Mistake three: catching InterruptedException and swallowing it. Interruption is a cooperative cancellation signal. Swallowing it makes your thread uncancellable. Either re-throw or call Thread.currentThread().interrupt() to restore the flag.
Mistake four: assuming that because code works on your laptop it will work on the server. x86 has a strong memory model. Your laptop probably is x86. Your ARM server is not. Test on the target architecture or rely on the language's memory model guarantees.
Mistake five: building locking into domain objects. Concurrency should be a concern of the boundary, not of the entity. A BankAccount that locks itself cannot be composed into a multi-account transfer without deadlock risk.
FAQ
How do I prepare for concurrency rounds without months of study?
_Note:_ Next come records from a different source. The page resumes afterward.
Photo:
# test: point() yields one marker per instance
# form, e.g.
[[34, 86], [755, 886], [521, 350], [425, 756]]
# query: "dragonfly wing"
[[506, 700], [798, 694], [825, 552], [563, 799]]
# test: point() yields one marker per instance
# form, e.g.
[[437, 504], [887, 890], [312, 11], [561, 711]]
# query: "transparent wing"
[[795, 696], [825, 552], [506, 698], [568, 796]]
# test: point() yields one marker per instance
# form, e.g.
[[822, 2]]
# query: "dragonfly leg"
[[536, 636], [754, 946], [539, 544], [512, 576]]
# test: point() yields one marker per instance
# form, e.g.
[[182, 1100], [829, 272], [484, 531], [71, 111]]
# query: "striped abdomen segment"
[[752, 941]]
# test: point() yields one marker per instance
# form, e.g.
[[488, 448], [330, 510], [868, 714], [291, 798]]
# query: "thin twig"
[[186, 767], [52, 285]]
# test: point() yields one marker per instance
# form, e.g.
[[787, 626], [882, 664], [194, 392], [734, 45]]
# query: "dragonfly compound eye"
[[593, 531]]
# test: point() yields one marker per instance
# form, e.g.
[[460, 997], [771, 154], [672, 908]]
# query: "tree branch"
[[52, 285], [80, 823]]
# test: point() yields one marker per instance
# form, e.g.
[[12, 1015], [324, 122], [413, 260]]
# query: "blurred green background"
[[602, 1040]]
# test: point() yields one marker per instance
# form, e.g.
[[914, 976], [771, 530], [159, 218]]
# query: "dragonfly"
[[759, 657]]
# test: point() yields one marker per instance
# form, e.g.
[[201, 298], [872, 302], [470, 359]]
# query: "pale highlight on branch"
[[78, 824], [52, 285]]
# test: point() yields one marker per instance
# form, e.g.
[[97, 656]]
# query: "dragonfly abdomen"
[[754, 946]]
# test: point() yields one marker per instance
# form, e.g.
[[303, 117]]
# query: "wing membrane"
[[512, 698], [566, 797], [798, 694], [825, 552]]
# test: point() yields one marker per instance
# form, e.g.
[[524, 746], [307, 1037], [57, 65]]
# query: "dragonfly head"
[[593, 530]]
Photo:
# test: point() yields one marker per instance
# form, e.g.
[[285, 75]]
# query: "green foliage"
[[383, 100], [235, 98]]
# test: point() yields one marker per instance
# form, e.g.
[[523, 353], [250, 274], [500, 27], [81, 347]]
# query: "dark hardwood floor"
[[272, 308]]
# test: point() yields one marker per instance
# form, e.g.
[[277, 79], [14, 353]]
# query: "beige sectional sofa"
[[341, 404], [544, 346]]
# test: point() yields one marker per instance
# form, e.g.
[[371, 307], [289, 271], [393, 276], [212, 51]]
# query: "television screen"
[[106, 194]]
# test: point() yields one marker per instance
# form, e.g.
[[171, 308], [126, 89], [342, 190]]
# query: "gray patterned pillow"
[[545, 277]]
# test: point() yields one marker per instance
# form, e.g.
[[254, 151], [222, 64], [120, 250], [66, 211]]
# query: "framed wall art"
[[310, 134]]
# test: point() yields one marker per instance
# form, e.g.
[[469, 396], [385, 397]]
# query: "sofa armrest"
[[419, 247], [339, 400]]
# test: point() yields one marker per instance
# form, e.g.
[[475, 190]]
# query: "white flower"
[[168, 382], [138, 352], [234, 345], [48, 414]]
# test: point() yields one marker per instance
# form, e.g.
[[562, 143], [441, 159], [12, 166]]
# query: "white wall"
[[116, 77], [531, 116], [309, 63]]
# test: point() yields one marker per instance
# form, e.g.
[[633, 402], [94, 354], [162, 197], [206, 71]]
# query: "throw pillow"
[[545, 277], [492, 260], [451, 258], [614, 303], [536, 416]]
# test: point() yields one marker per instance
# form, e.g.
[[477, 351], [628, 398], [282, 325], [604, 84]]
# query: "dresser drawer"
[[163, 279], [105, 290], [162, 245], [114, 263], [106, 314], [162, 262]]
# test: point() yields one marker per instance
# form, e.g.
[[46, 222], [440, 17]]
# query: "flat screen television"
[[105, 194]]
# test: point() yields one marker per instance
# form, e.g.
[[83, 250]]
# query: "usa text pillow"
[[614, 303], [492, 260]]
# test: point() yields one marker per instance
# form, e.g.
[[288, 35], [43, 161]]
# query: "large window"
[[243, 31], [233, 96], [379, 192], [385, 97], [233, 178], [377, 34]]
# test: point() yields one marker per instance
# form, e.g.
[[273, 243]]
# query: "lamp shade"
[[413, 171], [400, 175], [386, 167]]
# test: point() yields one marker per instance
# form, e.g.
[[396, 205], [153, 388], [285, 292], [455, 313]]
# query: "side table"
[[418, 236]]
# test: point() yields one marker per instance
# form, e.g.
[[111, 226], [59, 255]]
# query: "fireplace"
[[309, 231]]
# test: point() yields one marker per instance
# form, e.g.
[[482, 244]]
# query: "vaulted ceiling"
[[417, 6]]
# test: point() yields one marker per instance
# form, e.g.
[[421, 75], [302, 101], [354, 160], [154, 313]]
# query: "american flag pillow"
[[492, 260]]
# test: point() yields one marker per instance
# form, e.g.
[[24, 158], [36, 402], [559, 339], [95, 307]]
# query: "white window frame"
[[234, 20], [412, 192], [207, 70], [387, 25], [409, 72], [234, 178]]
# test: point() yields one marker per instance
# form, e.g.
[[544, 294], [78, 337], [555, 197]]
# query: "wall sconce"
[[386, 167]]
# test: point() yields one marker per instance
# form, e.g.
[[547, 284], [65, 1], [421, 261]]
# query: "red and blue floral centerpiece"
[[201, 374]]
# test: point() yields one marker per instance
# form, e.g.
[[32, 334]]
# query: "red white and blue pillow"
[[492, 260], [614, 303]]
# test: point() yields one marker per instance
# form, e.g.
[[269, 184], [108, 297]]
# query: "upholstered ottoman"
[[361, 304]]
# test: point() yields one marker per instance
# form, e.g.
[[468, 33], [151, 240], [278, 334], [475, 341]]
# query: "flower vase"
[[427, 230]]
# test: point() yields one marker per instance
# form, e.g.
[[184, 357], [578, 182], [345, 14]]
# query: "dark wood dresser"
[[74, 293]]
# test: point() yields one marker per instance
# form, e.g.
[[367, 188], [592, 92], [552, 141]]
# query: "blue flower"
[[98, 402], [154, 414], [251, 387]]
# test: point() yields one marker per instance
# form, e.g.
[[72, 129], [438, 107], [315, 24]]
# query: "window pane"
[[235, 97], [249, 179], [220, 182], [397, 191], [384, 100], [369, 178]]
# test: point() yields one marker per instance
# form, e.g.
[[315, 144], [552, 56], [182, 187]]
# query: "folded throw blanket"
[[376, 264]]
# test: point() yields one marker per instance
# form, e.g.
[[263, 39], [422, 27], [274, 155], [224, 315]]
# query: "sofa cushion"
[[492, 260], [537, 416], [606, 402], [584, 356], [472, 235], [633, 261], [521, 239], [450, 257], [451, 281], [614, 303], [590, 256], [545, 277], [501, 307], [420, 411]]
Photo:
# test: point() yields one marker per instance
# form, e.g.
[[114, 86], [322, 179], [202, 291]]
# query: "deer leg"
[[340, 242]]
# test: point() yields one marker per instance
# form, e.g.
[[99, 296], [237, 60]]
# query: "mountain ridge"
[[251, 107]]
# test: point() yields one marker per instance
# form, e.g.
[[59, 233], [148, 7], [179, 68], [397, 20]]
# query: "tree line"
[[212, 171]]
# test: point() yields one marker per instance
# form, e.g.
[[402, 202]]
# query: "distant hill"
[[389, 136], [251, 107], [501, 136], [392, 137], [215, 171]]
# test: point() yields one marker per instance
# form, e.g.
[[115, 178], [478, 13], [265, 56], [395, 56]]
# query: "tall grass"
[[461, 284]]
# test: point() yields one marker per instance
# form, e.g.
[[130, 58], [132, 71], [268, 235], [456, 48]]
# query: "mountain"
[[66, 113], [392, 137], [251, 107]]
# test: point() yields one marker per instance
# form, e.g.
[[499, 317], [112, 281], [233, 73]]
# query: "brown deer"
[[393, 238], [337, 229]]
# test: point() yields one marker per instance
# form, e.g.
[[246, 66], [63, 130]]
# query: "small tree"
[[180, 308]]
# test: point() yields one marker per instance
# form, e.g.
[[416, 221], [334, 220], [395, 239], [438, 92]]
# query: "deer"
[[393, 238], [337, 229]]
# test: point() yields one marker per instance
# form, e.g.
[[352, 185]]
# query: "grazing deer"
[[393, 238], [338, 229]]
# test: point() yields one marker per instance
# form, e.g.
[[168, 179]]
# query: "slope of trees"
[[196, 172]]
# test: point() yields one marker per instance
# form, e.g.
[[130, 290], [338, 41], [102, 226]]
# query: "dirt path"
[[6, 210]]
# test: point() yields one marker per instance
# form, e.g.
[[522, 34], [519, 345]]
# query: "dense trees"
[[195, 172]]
Pick one primitive (say, the Java ReentrantLock) and implement it from memory with AbstractQueuedSynchronizer. Then implement a bounded blocking queue on top of it. Those two exercises force you to confront every concept in this guide.
Do I need to know the exact memory barriers on x86?
You need to know that x86 is Total Store Order, which means stores are not reordered with stores, loads are not reordered with loads, but a store followed by a load can be reordered. That one fact explains most of why Peterson's algorithm needs an mfence in its critical section.
When is it okay to use synchronized versus java.util.concurrent?
synchronized is fine for uncontended or lightly-contended critical sections. java.util.concurrent primitives shine when you need try-lock, timeout, interruptible lock acquisition, or read-write separation. Benchmarks rarely tell you synchronized is the bottleneck.
What is the relationship between concurrency and parallelism?
Concurrency is structuring a program as independent tasks. Parallelism is running them simultaneously. You can have concurrency without parallelism (a single-core machine runs goroutines concurrently by interleaving them). You rarely have parallelism without concurrency.
Conclusion
Concurrency interviews reward engineers who can reason from memory models and invariants rather than memorizing keywords. The practical mental model is simple: every shared piece of state has a set of legal transitions, and your job is to ensure no thread observes an illegal intermediate state. Locks, atomics, channels, and actors are just different tools for enforcing that property.
Before your interview, write one lock-free queue, one thread pool, and one actor. The act of implementing them end-to-end is worth a hundred multiple-choice questions. When the interviewer pushes, you will have the muscle memory to push back with concrete reasoning instead of handwaving.
If you can explain why double-checked locking needs volatile, why fork-join pools can deadlock on dependent tasks, and why ABA is about memory reclamation rather than about CAS itself, you will be in the top ten percent of candidates. Good luck.